Containment activities often start with the forensics, according to King, and involve response teams, war rooms, crisis centres and, importantly, media and communications activities.

From containment, King and his team moved into the eradication phase. This step was made more difficult than usual in some ways due to the severity of the breach, but easier in others as there were no adversaries to contend with – as is the case with many breaches resulting from malicious activities.

“Generally you’ll need to have an eradication strategy that you’ll need to come up with,” King said. “So you need to reimage and reinstall affected systems. But, depending on your supply chain, logistics, third parties, that is not as simple as it used to be; where can that data end up? Is it communicating via APIs? You’ve got to work all that out.”

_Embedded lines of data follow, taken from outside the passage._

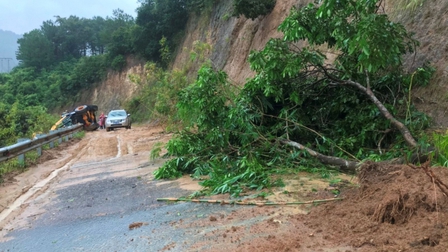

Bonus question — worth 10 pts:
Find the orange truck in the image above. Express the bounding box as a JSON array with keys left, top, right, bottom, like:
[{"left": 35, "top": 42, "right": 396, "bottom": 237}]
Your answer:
[{"left": 51, "top": 105, "right": 99, "bottom": 131}]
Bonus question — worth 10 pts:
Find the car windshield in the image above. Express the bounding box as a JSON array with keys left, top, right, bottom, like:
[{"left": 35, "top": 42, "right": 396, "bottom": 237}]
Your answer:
[{"left": 108, "top": 111, "right": 126, "bottom": 117}]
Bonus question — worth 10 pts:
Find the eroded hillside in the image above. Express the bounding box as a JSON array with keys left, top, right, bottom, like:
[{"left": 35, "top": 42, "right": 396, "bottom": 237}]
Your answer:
[{"left": 88, "top": 0, "right": 448, "bottom": 127}]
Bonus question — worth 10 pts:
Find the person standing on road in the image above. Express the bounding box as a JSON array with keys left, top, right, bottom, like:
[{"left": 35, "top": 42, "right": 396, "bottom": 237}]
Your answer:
[{"left": 100, "top": 112, "right": 106, "bottom": 129}]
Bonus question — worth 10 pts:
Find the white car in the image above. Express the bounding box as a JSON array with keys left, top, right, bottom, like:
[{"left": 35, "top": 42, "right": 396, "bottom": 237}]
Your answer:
[{"left": 106, "top": 109, "right": 131, "bottom": 131}]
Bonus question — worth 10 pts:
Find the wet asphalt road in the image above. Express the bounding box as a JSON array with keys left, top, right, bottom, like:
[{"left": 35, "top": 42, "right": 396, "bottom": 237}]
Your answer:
[{"left": 0, "top": 151, "right": 247, "bottom": 252}]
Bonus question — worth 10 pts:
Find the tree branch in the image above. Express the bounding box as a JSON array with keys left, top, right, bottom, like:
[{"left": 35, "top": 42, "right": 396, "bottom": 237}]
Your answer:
[{"left": 280, "top": 139, "right": 361, "bottom": 172}]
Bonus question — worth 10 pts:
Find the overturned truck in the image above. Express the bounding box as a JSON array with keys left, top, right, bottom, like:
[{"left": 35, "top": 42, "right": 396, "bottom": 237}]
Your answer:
[{"left": 51, "top": 105, "right": 99, "bottom": 131}]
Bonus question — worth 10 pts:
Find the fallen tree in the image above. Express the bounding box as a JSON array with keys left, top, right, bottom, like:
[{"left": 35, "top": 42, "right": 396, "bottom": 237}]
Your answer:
[{"left": 156, "top": 0, "right": 433, "bottom": 194}]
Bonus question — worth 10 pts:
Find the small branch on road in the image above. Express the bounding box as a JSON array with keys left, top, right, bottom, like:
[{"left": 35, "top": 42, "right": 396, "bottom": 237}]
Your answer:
[{"left": 157, "top": 198, "right": 343, "bottom": 206}]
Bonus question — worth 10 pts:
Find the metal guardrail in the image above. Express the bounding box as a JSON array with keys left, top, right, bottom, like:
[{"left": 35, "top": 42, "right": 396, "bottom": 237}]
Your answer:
[{"left": 0, "top": 124, "right": 83, "bottom": 162}]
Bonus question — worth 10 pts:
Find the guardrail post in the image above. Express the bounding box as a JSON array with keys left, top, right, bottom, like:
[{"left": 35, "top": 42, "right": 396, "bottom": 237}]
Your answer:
[
  {"left": 58, "top": 129, "right": 62, "bottom": 144},
  {"left": 17, "top": 138, "right": 29, "bottom": 164},
  {"left": 35, "top": 134, "right": 45, "bottom": 157},
  {"left": 50, "top": 130, "right": 56, "bottom": 149}
]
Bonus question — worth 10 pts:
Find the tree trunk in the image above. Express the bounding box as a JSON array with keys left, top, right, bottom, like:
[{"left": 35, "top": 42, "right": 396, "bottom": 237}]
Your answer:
[
  {"left": 281, "top": 140, "right": 361, "bottom": 172},
  {"left": 342, "top": 80, "right": 417, "bottom": 148}
]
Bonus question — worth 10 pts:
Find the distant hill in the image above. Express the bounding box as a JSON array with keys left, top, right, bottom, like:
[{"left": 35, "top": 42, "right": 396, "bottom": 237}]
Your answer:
[{"left": 0, "top": 30, "right": 22, "bottom": 73}]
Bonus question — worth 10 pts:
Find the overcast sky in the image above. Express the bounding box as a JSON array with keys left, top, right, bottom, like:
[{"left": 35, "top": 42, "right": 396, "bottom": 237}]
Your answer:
[{"left": 0, "top": 0, "right": 140, "bottom": 34}]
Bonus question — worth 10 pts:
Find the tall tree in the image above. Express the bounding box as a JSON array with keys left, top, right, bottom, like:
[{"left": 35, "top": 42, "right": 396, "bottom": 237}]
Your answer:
[{"left": 16, "top": 29, "right": 55, "bottom": 69}]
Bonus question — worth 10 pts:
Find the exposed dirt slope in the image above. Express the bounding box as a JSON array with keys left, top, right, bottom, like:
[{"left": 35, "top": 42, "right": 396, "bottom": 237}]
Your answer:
[{"left": 77, "top": 0, "right": 448, "bottom": 127}]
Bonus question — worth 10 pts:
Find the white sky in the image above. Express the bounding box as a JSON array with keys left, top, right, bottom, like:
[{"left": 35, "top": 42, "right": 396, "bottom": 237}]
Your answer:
[{"left": 0, "top": 0, "right": 140, "bottom": 34}]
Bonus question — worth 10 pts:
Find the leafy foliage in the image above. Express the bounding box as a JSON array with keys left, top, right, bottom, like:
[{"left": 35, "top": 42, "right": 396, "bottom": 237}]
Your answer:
[
  {"left": 156, "top": 0, "right": 433, "bottom": 194},
  {"left": 125, "top": 41, "right": 210, "bottom": 125},
  {"left": 133, "top": 0, "right": 189, "bottom": 62}
]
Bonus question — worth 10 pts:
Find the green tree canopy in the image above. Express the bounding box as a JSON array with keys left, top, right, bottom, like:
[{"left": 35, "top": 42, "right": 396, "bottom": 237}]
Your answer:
[{"left": 156, "top": 0, "right": 432, "bottom": 194}]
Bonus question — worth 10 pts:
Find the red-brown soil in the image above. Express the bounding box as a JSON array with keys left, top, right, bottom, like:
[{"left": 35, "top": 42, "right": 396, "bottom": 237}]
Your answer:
[
  {"left": 179, "top": 160, "right": 448, "bottom": 252},
  {"left": 0, "top": 126, "right": 448, "bottom": 252}
]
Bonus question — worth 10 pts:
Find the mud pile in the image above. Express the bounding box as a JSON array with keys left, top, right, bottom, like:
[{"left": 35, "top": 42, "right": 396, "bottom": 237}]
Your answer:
[{"left": 307, "top": 162, "right": 448, "bottom": 251}]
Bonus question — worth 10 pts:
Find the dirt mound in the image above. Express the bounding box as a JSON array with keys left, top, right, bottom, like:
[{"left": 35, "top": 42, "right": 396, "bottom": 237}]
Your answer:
[
  {"left": 306, "top": 162, "right": 448, "bottom": 251},
  {"left": 187, "top": 162, "right": 448, "bottom": 252}
]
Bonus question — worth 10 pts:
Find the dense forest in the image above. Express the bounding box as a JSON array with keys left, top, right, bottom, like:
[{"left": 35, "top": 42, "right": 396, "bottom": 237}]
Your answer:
[
  {"left": 0, "top": 0, "right": 448, "bottom": 194},
  {"left": 0, "top": 30, "right": 22, "bottom": 73}
]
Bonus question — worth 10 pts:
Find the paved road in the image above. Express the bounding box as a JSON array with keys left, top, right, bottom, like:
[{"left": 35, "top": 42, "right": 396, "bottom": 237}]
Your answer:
[{"left": 0, "top": 131, "right": 247, "bottom": 252}]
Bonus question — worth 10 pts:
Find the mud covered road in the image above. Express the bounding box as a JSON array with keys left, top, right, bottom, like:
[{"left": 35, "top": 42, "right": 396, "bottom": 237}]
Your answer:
[
  {"left": 0, "top": 126, "right": 346, "bottom": 251},
  {"left": 0, "top": 126, "right": 448, "bottom": 252}
]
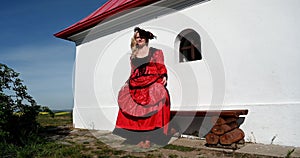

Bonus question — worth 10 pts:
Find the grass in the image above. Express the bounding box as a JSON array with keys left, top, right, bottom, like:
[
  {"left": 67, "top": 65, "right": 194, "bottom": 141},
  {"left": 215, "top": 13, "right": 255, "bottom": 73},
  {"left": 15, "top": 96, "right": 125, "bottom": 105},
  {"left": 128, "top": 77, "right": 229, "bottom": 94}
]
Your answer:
[
  {"left": 0, "top": 112, "right": 204, "bottom": 158},
  {"left": 37, "top": 112, "right": 73, "bottom": 127},
  {"left": 0, "top": 112, "right": 91, "bottom": 158}
]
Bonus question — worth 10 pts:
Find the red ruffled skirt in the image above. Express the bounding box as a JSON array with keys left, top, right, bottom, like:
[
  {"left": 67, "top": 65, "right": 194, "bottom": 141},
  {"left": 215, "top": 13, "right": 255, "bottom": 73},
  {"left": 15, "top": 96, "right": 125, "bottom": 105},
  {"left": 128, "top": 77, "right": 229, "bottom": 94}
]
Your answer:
[{"left": 116, "top": 83, "right": 170, "bottom": 135}]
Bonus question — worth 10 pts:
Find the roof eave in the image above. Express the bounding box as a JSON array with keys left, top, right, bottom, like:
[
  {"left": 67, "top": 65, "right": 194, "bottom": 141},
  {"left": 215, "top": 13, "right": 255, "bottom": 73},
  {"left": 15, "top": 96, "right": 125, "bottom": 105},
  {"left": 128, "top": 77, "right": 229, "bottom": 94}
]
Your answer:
[{"left": 54, "top": 0, "right": 159, "bottom": 40}]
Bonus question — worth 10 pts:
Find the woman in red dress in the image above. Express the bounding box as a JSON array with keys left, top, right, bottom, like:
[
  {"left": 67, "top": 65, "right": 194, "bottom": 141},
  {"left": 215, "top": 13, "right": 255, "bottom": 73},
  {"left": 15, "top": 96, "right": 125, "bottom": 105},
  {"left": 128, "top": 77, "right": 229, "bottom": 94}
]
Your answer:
[{"left": 115, "top": 27, "right": 170, "bottom": 148}]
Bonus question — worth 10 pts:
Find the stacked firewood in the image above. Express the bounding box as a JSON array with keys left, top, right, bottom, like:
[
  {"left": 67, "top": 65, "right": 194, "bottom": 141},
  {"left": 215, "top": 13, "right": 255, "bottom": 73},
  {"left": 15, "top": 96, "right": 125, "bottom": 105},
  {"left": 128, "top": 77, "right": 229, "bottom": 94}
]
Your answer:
[{"left": 205, "top": 117, "right": 245, "bottom": 148}]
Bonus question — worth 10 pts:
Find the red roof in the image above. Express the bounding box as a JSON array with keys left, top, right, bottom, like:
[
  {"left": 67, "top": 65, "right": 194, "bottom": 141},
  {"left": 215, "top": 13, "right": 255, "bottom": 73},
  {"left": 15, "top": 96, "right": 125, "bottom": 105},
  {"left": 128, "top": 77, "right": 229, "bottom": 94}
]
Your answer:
[{"left": 54, "top": 0, "right": 159, "bottom": 39}]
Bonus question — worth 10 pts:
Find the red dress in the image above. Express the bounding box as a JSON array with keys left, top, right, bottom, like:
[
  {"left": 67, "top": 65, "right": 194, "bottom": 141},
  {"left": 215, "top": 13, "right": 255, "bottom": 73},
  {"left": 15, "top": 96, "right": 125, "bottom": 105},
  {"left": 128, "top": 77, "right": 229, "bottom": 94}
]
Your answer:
[{"left": 116, "top": 48, "right": 170, "bottom": 135}]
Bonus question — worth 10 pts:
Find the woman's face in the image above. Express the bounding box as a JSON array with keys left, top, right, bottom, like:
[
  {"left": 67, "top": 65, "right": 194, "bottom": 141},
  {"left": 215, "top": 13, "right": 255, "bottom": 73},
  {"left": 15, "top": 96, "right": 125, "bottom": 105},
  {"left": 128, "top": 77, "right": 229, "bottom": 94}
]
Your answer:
[{"left": 135, "top": 33, "right": 146, "bottom": 46}]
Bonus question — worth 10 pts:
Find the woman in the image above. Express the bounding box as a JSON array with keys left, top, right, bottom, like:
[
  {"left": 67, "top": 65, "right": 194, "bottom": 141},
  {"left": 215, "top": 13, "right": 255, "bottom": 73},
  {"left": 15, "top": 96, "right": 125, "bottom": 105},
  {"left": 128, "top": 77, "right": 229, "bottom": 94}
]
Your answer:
[{"left": 116, "top": 27, "right": 170, "bottom": 148}]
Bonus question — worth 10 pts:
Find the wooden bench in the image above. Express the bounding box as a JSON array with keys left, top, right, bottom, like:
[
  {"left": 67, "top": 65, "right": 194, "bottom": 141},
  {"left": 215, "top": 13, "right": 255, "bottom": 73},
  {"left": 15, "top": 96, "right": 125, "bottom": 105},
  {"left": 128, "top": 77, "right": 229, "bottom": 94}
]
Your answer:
[{"left": 170, "top": 109, "right": 248, "bottom": 149}]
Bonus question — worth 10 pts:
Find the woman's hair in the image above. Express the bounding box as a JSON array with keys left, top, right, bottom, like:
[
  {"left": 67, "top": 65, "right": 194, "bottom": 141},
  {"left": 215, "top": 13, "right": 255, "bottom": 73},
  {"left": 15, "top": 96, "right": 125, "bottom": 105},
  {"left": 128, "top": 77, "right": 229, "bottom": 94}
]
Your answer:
[{"left": 130, "top": 27, "right": 156, "bottom": 59}]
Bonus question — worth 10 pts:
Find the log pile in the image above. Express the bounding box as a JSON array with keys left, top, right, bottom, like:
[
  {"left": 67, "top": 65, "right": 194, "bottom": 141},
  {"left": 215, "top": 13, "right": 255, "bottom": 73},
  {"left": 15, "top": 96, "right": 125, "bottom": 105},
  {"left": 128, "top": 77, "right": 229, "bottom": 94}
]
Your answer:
[{"left": 205, "top": 116, "right": 245, "bottom": 149}]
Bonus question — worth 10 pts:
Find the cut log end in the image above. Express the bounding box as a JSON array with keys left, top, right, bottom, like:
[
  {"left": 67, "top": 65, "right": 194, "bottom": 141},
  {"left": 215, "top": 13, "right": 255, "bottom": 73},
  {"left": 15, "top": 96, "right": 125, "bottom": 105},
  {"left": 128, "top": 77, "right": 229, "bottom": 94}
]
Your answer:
[
  {"left": 205, "top": 133, "right": 220, "bottom": 145},
  {"left": 220, "top": 128, "right": 245, "bottom": 145}
]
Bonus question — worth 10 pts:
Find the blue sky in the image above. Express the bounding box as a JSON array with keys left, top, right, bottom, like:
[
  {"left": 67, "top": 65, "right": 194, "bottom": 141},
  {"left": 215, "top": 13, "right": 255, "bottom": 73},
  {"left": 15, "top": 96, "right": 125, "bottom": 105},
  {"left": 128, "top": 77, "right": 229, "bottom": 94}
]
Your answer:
[{"left": 0, "top": 0, "right": 106, "bottom": 110}]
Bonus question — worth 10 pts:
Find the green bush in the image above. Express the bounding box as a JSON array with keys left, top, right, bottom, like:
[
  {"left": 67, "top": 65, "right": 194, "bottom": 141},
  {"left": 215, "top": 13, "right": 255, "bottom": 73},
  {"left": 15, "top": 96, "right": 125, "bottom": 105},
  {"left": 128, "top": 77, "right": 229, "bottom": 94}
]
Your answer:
[{"left": 0, "top": 63, "right": 40, "bottom": 145}]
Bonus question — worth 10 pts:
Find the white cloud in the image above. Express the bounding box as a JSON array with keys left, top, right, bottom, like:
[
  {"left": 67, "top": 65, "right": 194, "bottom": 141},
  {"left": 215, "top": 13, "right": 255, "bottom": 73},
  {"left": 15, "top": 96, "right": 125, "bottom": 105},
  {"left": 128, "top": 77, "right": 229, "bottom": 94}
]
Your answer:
[{"left": 0, "top": 45, "right": 75, "bottom": 109}]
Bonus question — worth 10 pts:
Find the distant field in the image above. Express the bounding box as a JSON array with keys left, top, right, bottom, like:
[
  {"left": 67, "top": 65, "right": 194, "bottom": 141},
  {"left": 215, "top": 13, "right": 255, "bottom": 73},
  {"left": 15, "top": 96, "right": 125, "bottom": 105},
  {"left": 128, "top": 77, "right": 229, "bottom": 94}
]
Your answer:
[{"left": 37, "top": 111, "right": 73, "bottom": 127}]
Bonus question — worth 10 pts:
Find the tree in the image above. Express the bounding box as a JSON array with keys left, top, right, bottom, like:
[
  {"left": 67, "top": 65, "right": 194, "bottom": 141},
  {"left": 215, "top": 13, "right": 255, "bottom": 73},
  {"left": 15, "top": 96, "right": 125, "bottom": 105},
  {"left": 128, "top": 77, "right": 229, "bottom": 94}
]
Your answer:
[{"left": 0, "top": 63, "right": 40, "bottom": 145}]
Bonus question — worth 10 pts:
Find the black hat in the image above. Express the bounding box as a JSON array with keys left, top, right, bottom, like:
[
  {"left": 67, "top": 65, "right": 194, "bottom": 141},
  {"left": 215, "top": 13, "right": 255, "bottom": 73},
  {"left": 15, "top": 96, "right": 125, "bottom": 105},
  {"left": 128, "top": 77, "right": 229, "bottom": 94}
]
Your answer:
[{"left": 134, "top": 27, "right": 156, "bottom": 39}]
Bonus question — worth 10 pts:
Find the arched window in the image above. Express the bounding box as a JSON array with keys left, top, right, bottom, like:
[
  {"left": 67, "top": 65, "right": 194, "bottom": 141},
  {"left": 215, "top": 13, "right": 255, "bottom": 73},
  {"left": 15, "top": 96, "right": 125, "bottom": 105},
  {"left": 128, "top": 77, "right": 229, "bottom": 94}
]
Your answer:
[{"left": 178, "top": 29, "right": 202, "bottom": 62}]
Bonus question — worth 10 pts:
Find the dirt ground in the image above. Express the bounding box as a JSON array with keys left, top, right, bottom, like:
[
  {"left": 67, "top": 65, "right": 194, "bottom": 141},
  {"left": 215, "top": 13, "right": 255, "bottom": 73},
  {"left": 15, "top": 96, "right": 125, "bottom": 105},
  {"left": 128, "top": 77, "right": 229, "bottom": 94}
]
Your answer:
[{"left": 47, "top": 126, "right": 246, "bottom": 158}]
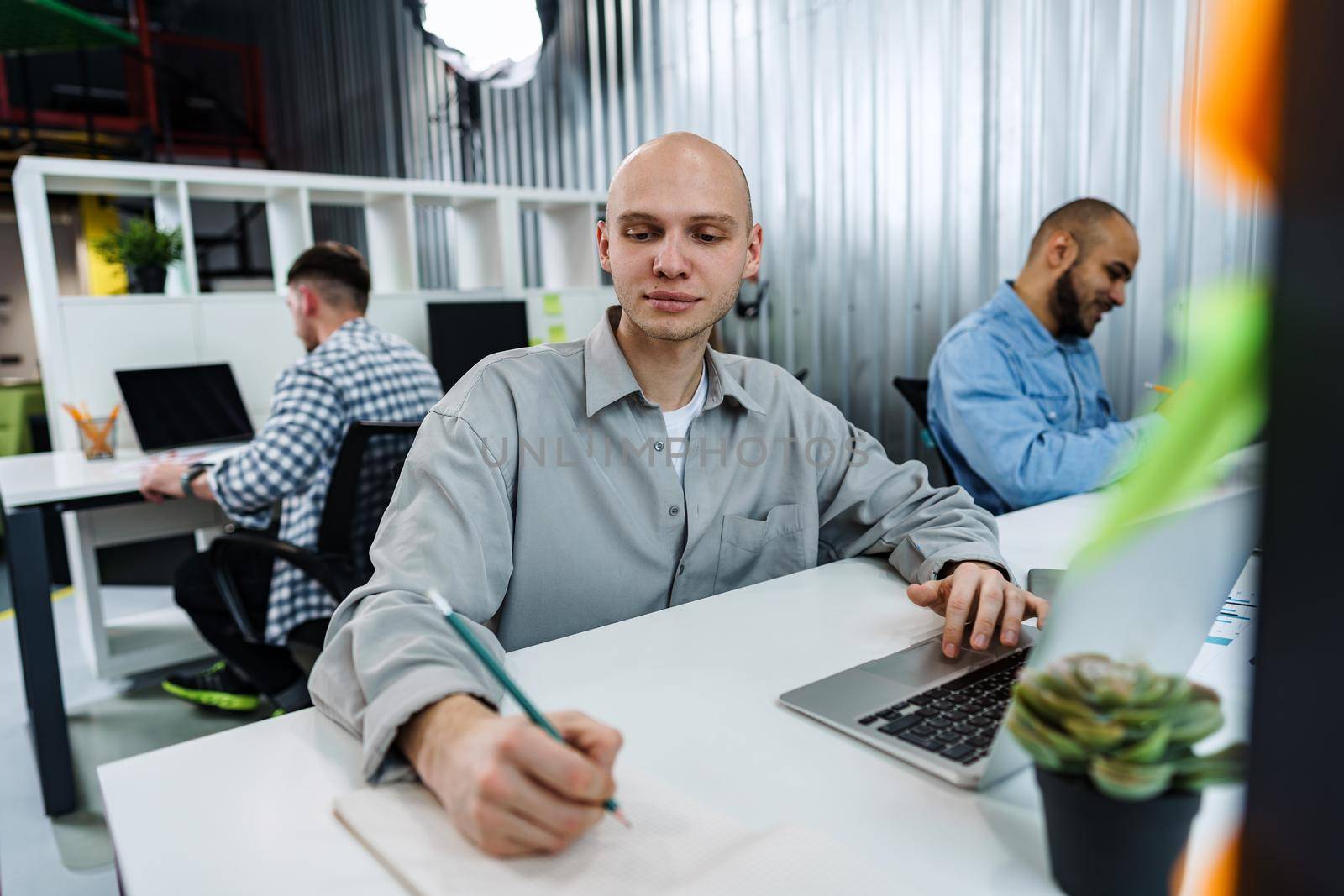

This is where forensics come in handy, according to King, with the eradication phase often made more difficult if organisations don’t have a clear understanding of their digital assets. Fortunately, the Australian Red Cross Blood Service did.

Next came the recovery and remediation phase, which King suggests should leave an organisation in a stronger position than it was previously, in terms of its digital assets and data security regime.

“You need to recover to better than you were before, so you’re no longer at the same risk level,” said King. “It’s not an exact science, it’s mostly science, but it’s partly art, because these situations a very fluid.”

The final step of the process, lessons learned, is perhaps one of the most important phases, according to King. It is this step that helps lessen the chances of a similar event occurring again in the future.

“You need to do a post-incident review, and be honest in your appraisal of what went well, what went wrong, what can you put in place to reduce the risk of that happening again,” King said.

King also recommends that organisations create a culture where employees don’t have fears around failure, as it will encourage open communications about potential issues, meaning they are likely to be addressed early, before they turn into problems.

“If you have a culture of fail early, fail fast, or don’t fail alone. If you’re having issues, don’t hide them, let someone know,” he said. “That’s how you have to manage the incident. It’s about being open, honest, and transparent.”

It is, perhaps, this culture of openness that helped the Australian Red Cross Blood Service deal with the breach as effectively as it did.

Ultimately, the Australian Red Cross Blood Service said that, following its forensic investigation, it could confirm the relevant data was accessed by only one person, the anonymous source who subsequently shared the information with Hunt.

“Our investigation indicates that the copy of the data which had been accessed and all known copies of the data have been deleted,” Park said in a statement on 14 November last year.

“We are continuing to strengthen our protection of your personal information and over the coming weeks we will be announcing newer, stronger steps to enhance this,” she said.